The strikers’ ranks swelled to 900 that day. Then, emboldened by their elders’ actions or kept at home by nervous parents, Emerson’s seventh and eighth grades walked out, making a total of 1,357 strikers. Police broke up attempted Negro mass meetings. The school authorities threatened the strikers in vain.

Led by talkative Winfield Eschelman, the strikers formulated their demands at a mass meeting which the school officials attended: 1) Let all Negroes be segregated in corners of Emerson classrooms and in the school cafeteria. 2) Let no disciplinary reprisals be made upon the strikers when they should return. 3) Let the strikers not have to “make up” school work missed during the strike. 4) Let the Emerson Negroes be transferred to other schools as soon as possible. 5) Let an all-Negro high school be built in Gary as soon as possible.

The school authorities were helpless. President Ralph Snyder of the Board of Safety, representing Mayor Floyd E. Williams, arbitrated the situation and the strikers won all their demands. Magnanimous, Winfield Eschelman and friends permitted three Negro seniors to finish out the year at Emerson because they had been there all along, but the rest were transferred temporarily to an all-Negro junior high school elsewhere in town. The strikers returned to classes.

The issue then shifted to the City Council, a special sitting of which was called to hurry through a $15,000 temporary all-Negro high school. The galleries were packed with “race people” who came to hear their viewpoint at last expressed without hindrance, by three Negro Councilmen. The Council has 15 members, and in the absence of three white members, the three Negroes were sufficient to block the passage of the $15,000 temporary appropriation, which required a two-thirds council vote.

Negro Alderman A. B. Whitlock did not insinuate that Ku Klux Klannism lay behind the Emerson strike. Instead, he firmly said: “This [appropriation] is a useless expenditure of the taxpayers’ money. We have plenty of room now for all the schoolchildren of Gary. This money [$15,000] wouldn’t equip a shack, and the site you propose is in a wilderness. There are no streets, no sewers, no facilities there at all.”

White Alderman Merritt Martindale, senior Councilman, interrupted Mr, Whitlock. “Now, Bill.” he said, “I hope you’re not going to take a wrong view of us whites. The difference is there and it does no good to try to hide it.”

“My people are taxpayers,” protested Colored Alderman William Burrus. “They have a right to as good an education as anyone. You are setting an awful example by yielding to these striking students. . . . These young people are taking the law into their own hands.”

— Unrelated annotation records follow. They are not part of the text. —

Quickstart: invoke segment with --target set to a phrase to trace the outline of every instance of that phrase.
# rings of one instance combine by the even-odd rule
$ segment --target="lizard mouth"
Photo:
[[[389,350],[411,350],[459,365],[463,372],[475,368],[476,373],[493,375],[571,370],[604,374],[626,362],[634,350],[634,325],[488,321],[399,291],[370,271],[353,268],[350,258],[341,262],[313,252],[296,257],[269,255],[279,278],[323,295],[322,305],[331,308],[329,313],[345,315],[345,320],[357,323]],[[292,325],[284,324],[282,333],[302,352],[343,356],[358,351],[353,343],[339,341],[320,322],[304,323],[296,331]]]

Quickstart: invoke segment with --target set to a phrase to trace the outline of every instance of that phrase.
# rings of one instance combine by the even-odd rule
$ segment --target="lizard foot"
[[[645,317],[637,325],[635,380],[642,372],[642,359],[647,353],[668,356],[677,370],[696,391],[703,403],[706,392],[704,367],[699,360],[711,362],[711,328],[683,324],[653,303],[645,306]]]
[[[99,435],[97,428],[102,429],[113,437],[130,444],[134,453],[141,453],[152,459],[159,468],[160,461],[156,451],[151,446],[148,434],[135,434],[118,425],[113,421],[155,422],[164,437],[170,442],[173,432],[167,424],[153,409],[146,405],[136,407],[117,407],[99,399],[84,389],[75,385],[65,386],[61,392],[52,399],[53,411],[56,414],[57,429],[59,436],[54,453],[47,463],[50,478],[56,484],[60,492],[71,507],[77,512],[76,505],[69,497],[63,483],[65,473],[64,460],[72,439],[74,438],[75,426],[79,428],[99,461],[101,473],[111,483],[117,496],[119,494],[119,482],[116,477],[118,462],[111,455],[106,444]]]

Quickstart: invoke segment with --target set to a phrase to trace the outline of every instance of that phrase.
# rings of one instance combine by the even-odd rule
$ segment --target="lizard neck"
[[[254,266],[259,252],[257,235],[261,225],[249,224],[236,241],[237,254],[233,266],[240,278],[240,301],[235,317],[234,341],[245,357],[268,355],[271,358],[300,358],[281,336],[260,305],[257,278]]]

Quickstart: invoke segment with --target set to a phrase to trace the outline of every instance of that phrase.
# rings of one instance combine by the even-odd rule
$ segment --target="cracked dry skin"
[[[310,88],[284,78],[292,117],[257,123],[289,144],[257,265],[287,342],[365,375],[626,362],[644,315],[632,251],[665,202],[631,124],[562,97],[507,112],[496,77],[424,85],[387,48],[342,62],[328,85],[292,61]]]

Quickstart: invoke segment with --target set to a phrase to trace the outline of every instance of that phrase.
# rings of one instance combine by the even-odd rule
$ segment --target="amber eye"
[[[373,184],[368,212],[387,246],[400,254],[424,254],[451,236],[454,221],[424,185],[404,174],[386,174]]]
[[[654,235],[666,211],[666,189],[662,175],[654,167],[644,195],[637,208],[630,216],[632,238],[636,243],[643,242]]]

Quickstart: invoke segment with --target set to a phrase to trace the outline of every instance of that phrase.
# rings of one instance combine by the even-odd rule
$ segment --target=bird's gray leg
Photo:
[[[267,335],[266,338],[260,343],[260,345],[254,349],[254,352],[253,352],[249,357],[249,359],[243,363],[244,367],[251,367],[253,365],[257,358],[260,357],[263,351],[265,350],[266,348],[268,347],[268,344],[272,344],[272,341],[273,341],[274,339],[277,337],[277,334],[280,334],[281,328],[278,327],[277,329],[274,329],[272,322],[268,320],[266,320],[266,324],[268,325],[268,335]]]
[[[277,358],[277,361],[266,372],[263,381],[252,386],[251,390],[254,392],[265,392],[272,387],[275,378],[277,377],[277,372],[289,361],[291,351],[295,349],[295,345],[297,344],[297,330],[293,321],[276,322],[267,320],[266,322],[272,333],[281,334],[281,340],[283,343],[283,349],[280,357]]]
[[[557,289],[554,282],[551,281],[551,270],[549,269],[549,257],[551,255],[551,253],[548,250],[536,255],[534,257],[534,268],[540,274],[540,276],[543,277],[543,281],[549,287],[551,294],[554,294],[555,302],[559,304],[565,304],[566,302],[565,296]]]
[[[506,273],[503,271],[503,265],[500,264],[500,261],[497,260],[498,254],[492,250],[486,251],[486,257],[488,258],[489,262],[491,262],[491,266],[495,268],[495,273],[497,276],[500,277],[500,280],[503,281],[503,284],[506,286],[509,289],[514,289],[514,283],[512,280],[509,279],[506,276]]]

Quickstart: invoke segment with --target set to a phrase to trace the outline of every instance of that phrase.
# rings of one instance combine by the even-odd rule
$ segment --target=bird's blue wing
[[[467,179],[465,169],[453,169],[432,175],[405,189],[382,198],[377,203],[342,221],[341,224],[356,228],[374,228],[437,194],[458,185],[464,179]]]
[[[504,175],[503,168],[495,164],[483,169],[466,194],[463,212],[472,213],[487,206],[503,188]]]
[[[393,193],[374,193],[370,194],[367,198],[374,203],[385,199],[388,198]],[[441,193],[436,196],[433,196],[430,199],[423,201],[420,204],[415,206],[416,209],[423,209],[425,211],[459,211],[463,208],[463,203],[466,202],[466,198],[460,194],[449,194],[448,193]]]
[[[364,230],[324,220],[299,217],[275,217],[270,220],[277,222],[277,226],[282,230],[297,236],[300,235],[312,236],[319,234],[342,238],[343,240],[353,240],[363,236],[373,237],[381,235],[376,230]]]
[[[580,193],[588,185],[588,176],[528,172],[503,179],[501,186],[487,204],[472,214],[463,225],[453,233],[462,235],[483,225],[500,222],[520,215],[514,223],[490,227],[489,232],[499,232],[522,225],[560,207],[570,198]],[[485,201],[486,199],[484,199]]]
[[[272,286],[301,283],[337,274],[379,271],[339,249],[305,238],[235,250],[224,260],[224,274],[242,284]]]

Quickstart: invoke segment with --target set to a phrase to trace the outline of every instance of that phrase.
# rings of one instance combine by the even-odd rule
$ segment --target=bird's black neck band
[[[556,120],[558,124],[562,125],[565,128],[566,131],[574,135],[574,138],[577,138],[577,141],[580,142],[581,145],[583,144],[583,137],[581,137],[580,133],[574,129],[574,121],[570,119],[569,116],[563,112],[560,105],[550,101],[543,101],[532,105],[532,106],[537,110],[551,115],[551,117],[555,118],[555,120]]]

The whites promised that a $60,000 permanent high school would be built for Negroes as soon as possible. A Negro replied: “Even if you offered us a million-dollar school we wouldn’t take it. We’re fighting for the principle of the thing”

Numbers won. When the three absent white members were obtained for another council meeting, the two-thirds vote went through. Gary is to have $15,000 temporary quarters for the Emerson High Negroes. More suitable, permanent all-Negro quarters will probably be furnished in time.

Pondering this outcome, students of U. S. race problems reflected that 95% of all U. S. Negroes are descended from slave stock, some of which has been in the U. S. even longer than genuine Mayflower stock. They also reflected that, whereas U. S. Negroes form 14% of Gary’s population, U. S. whites form 36%, foreign born whites form 50%. Thus a large majority of Winfield Eschelman & friends were—if representative of Gary’s population—descended 14% from Slavs, 10% from Poles, 4% from Hungarians, 3% from Austrians, 3% from Croats, 3% from Italians, 2% from Germans, 1% from Greeks, 1% from Mexicans, 8% from miscellaneous white races, 1% from races of other colors.